Apalagi, lanjut Almas, DPR tidak punya mekanisme untuk melakukan seleksi dan memvalidasi calon penerima beasiswa PIP. Sehingga, besar sekali potensi kerentanan calon penerima adalah orang-orang yang tidak berhak menerima beasiswa PIP.
"Anggota DPR tidak punya tools untuk menyeleksi. Dia tidak punya tools untuk memverifikasi apakah memang nama-nama yang masuk ke list adalah orang yang berhak. Orang Kementerian saja yang meyalurkan itu bisa tidak tepat sasaran, apalagi kemudian anggota DPR tidak punya perangkat, tidak punya tools, tidak punya mekanisme untuk melakukan seleksi dan memverifikasi,” ucapnya.
Peneliti senior ICW itu mengusulkan agar pemerintah mengevaluasi dan membenahi program beasiswa PIP. Terutama yang terkait dengan potensi keterlibatan Anggota DPR dalam program PIP Aspirasi.
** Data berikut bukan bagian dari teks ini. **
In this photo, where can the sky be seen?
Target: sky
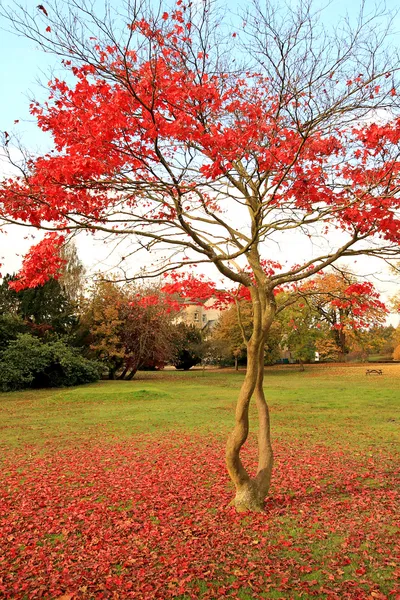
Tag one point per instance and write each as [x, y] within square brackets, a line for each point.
[22, 65]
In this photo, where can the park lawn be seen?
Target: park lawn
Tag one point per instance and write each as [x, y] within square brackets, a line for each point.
[118, 489]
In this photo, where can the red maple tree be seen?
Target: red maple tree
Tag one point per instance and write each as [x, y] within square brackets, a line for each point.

“Dari publikasi peta jalan pendidikan 2025-2045, salah satu action plan yang seharusnya dilakukan pemerintah adalah melihat kembali, mereview dan merevisi bagaimana skema pemberian bantuan itu. Apakah pemberian PIP itu efektif untuk untuk menurunkan angka putus sekolah atau enggak. Satu itu soal efektifitas, yang kedua soal mekanisme pemberian dan distribusinya begitu,” tegas dia.
Kasus penyelewengan dan politisasi beasiswa PIP di Polewali Mandar kini jadi perhatian publik, setelah sebelumnya dilaporkan Gerakan Mahasiswa Indonesia (GMI) dan LBH Pendidikan ke Komisi Pemberantasan Korupsi (KPK).